Antony will present her research at the Astronaut Scholar Technical Conference during 2021 Innovators Week in Orlando, Florida. Her project is based on the identification of genomic variants that likely contribute to autism.
What started as a high school interest has turned into a groundbreaking model of understanding neurodevelopmental disorders — rising Washington University senior Irene Antony has taken her passion of helping people with intellectual disabilities and turned it into a project that awarded her a position in the Astronaut Scholars Foundation. Antony’s project is based on the identification of genomic variants that likely contribute to autism.
The Astronaut Scholars Foundation was founded by Mercury 7 astronauts to “ensure that the United States would maintain its leadership in science and technology by supporting some of the very best science, technology, engineering and math college students.” Today, the scholarship has expanded with support from leading researchers, astronauts, alumni, and other academics.
Antony works in a lab with Kristen Kroll, professor of developmental biology at the Washington University School of Medicine in St. Louis, that seeks to identify how neurodevelopmental disorders can be modeled in humans — something that cannot be accurately recapitulated in animals. Antony and Kroll investigate how different genome sequences can cause these disruptions to brain development and contribute to neurodevelopmental disorders.
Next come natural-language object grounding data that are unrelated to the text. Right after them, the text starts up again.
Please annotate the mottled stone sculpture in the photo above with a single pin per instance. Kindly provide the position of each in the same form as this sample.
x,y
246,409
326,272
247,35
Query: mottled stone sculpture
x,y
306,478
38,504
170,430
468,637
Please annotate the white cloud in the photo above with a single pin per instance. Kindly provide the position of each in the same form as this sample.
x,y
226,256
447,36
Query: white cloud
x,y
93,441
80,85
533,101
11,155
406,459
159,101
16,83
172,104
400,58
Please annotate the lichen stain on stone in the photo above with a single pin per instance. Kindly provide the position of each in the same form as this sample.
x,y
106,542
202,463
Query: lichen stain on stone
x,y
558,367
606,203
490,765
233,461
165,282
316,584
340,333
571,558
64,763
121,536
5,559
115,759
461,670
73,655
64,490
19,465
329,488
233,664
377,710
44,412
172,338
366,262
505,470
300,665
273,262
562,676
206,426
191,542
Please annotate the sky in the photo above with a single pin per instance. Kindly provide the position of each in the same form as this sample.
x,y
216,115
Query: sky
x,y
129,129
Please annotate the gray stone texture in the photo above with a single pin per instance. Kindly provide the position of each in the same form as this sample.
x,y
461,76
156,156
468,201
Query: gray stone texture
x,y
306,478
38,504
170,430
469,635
“It feels like a mystery or a game of Clue,” explained Antony, who is pursuing a neuroscience major and anthropology minor in Arts & Sciences. “There are so many variants that may be pathogenic, but we don’t know what they are, so we use epigenetic context clues to filter out variants that may be benign.” In collaboration with Tychele Turner, assistant professor of genetics at the School of Medicine, Antony has developed a workflow to identify important mutations that lead to autism and intellectual disability.
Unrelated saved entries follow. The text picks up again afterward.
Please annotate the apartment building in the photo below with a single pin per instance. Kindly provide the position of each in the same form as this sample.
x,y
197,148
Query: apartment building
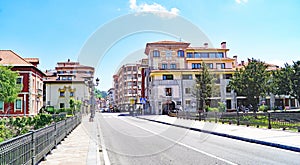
x,y
172,70
127,86
30,99
68,80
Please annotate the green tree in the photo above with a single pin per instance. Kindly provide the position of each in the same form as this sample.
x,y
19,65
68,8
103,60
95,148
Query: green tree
x,y
252,81
203,87
287,80
282,81
9,88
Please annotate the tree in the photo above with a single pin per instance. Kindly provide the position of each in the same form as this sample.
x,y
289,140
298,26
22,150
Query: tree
x,y
203,87
252,81
282,81
9,89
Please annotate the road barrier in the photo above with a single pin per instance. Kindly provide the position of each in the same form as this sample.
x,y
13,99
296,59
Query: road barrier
x,y
279,120
33,147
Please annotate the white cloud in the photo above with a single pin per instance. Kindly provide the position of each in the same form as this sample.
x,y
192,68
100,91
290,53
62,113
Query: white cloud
x,y
241,1
151,8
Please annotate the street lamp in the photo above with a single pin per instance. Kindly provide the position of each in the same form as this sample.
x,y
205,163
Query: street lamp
x,y
91,85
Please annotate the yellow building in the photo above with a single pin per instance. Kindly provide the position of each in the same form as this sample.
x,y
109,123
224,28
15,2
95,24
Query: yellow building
x,y
172,70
Antony’s research has also been supported through the U-STAR program, NIH MARC, which is led by James Skeath, professor of genetics. This program seeks to support and train undergraduate students in biomedical sciences. Through working with Skeath and the U-STAR community, Antony has had the opportunity to present her research to others in a digestible yet still informational way. This experience has also provided training and preparation for further research.
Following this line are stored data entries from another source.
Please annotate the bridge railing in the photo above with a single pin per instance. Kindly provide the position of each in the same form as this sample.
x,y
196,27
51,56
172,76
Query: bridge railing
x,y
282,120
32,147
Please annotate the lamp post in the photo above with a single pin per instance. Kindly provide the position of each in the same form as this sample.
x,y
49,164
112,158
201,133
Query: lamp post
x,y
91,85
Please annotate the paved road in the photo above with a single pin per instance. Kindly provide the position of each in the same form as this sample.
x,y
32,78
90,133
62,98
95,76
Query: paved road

Another one of Antony's mentors is Dr. John Constantino, chief psychiatrist at St. Louis Children's Hospital and codirector of WashU's Intellectual and Developmental Disabilities Research Center. Having the opportunity to see patients in Constantino's clinic and discuss current advances in neuroscience and genetics with him has reinforced Antony's dedication to this field as a career.
"My mentors are so supportive and encouraging about my growth as a researcher. I'm very lucky to have great mentors like Drs. Kroll, Skeath, and Constantino, and I'm excited to pay it forward!"
Antony’s passion for helping other shines through her work and outreach, yet many people with whom she works haven’t met her in person because of the ongoing pandemic. The unique circumstances have required both resilience and the quick development of new skills. “I’ve only met Irene once in person,” Kroll explained. “She taught herself the programming in bioinformatics using the R language and developed writing projects on her own.” One of her students through the U-STAR tutoring program shared that “Ms. Irene’s way of explaining verbally and virtually is amazing.”
As part of her involvement with the Astronaut Scholars Foundation, Antony will present her research at the Astronaut Scholar Technical Conference during 2021 Innovators Week in Orlando, Florida. Antony has gained ample experience in delivering such presentations. In addition to presenting to her colleagues and supporting organizations, over the last year, she has presented at over 10 other conferences, such as the National Institute of Child Health and Human Development Annual Directors Conference, the Midstates Research Symposium in Biological Sciences, and the Icahn School of Medicine Biomedical Research Symposium, where she won the Best Poster Award.